Institutional Perception and Price Struggle
It increasingly looks like not only Ethereum L2s are affecting price dynamics but that the underperformance of Ethereum against major tokens is mounting. In the last 12 months, Ethereum has been up a mere 65% compared to Bitcoin’s +135%, and an astounding Solana’s 517%.
A number of analysts suspect Ethereum’s price is reeling due to the weak performance of spot ETH ETFs. Kraken Head of Institution Tim Ogilvie similarly adds that “While Ethereum is a programmable blockchain and deflationary through fee burns, it doesn’t appeal to institutions as clearly as Bitcoin does.”
Even spot Ethereum ETFs have seen $160,000 in outflows since their launch in July, crypto reports show.
According to Ogilvie, institutional investors are still hesitant as there is not a very clear return story for them on staking Ethereum and the complexity of the myriad use-cases within DeFi or Ethereum L2s.

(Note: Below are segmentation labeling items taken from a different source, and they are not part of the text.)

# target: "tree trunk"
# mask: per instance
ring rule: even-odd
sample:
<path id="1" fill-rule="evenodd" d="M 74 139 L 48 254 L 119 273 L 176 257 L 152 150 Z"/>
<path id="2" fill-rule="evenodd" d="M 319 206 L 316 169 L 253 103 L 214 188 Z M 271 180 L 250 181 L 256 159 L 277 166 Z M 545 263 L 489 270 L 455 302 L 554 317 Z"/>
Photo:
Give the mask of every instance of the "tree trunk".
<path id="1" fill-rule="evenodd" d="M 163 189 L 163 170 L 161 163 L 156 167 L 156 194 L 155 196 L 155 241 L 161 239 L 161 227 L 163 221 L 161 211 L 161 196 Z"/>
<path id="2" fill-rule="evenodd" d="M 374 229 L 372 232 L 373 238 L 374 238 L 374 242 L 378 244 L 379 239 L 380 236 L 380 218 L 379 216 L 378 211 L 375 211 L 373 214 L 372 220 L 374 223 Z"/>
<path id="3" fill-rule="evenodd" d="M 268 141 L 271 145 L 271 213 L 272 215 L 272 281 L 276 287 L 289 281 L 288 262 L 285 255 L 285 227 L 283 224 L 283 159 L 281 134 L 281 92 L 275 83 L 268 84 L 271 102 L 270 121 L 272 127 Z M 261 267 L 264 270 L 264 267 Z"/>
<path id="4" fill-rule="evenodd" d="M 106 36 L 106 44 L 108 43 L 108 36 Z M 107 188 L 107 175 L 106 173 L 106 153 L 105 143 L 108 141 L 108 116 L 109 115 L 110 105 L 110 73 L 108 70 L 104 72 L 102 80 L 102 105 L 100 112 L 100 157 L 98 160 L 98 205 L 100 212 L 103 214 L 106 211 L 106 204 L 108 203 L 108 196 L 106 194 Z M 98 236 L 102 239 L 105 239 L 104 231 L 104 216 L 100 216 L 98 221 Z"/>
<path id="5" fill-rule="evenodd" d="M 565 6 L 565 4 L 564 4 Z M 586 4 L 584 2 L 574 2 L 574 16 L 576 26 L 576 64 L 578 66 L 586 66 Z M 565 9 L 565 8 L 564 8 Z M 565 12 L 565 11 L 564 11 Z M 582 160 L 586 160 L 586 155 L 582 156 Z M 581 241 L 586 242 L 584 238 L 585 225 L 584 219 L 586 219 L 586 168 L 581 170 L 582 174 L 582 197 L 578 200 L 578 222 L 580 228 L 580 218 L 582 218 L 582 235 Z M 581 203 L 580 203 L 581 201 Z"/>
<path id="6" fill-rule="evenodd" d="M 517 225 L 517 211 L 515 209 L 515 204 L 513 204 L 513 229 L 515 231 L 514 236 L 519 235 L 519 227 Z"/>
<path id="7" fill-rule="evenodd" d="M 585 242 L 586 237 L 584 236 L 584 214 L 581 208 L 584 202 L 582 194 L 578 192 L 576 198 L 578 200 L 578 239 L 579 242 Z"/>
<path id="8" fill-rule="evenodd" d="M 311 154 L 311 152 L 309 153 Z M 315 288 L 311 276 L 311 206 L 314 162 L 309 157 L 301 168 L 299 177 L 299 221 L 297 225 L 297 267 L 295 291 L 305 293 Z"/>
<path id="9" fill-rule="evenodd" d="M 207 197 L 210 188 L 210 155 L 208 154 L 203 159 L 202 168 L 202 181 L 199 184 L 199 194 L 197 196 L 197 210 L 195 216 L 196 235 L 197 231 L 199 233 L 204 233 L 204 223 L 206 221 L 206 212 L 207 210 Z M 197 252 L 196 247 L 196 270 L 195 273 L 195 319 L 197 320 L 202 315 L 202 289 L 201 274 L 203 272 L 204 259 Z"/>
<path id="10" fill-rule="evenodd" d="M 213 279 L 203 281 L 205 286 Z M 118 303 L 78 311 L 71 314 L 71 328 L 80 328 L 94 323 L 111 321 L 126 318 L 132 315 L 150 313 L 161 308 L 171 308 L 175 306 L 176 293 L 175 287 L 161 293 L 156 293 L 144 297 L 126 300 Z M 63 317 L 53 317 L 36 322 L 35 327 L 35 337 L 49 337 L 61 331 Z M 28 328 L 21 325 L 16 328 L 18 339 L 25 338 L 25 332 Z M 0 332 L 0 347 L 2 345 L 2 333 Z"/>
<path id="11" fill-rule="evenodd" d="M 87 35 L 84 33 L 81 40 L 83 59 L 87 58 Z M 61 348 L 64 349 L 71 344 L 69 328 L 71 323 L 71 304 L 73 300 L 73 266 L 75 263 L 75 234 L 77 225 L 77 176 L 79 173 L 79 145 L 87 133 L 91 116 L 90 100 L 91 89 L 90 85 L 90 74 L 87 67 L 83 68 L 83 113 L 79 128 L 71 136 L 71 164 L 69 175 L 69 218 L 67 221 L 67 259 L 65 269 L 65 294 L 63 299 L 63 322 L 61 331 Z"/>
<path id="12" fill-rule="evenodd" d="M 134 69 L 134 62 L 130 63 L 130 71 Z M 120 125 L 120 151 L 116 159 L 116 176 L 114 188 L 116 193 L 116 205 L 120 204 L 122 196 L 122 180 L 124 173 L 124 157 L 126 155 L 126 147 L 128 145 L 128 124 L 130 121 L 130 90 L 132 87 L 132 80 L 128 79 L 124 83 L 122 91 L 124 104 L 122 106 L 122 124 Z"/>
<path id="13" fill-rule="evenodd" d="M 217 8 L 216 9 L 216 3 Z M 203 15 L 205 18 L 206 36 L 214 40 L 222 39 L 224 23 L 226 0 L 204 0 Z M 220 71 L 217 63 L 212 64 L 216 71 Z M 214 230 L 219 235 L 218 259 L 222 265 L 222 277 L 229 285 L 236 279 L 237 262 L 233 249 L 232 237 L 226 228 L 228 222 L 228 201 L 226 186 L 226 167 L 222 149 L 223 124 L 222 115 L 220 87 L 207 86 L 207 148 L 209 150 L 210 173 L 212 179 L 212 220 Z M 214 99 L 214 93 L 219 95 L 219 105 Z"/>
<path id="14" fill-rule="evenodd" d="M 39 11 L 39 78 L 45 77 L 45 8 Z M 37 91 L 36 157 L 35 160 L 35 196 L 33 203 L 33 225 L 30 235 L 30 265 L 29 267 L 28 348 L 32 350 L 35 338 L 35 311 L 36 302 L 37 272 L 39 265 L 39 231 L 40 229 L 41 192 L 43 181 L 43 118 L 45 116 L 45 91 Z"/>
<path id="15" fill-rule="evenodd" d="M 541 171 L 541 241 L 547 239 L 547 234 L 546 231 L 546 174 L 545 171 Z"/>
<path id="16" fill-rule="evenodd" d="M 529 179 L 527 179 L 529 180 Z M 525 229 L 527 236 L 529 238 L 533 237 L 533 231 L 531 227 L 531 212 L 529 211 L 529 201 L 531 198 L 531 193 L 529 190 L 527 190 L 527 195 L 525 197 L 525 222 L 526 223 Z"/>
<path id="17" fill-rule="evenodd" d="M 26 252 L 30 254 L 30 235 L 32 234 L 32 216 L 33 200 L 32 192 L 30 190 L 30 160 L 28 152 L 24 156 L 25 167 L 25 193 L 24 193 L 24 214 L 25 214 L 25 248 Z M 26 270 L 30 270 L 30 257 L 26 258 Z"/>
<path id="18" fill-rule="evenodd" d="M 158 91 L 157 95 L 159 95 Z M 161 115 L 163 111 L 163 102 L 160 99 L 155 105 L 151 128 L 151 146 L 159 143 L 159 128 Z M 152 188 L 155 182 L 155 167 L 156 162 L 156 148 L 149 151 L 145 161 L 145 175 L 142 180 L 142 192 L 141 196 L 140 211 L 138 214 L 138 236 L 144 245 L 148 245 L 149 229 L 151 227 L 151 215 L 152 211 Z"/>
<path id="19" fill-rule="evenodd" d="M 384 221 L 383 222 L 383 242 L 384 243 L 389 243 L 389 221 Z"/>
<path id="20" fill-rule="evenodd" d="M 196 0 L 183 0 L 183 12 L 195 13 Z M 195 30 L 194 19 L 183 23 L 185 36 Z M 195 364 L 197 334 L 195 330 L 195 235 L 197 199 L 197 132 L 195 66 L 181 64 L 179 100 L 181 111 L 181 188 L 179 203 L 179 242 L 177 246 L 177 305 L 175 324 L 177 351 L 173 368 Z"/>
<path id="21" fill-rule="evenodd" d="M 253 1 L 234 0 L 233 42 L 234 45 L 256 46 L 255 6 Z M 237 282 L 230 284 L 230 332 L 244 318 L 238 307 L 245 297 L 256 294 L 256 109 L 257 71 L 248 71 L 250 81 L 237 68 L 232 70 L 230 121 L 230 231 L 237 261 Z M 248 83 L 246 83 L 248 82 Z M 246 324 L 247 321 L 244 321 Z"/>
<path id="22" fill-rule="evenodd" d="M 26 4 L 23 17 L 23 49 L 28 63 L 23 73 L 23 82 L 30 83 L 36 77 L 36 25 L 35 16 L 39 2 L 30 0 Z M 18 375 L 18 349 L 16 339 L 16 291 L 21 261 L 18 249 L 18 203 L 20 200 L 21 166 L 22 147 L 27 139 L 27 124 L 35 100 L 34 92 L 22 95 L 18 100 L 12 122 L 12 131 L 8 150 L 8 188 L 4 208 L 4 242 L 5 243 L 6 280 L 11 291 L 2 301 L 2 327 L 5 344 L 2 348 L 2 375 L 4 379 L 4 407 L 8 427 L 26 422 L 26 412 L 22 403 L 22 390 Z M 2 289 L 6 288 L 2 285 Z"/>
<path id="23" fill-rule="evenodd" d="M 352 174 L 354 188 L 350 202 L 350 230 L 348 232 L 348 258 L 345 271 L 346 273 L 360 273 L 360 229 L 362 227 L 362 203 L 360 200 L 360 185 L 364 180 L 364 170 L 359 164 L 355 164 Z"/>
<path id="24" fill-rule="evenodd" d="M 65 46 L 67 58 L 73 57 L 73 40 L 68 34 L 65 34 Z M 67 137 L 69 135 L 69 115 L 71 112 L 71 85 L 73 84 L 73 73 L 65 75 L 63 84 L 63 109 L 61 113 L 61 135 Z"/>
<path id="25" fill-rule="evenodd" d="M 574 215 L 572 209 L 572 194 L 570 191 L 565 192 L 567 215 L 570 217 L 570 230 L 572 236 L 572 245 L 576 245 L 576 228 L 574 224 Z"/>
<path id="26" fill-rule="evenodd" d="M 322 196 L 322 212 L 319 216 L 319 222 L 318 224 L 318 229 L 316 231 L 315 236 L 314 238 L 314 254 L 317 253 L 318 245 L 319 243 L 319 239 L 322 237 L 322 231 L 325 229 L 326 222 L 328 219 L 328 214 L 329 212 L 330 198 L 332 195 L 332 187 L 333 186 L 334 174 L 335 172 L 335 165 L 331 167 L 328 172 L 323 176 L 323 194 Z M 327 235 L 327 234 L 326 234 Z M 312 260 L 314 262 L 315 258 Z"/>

The Road Ahead for Ethereum
Right now, there appears to be a critical time for Ethereum. If the core network of Ethereum is not able to restore dominance in relation to transaction revenues, then this may undermine an element of the value proposition over time. Ethereum will have to scale efficiently and improve fast or be facing competition from the L2s and multiple other blockchains by 2030, with price targets plunging down below $7,300
The ability of the community to roll out innovative solutions like fee-sharing models as well as executing strategic roadmap changes will be key in making sure that Ethereum keeps its dominant position within this dynamic blockchain ecosystem.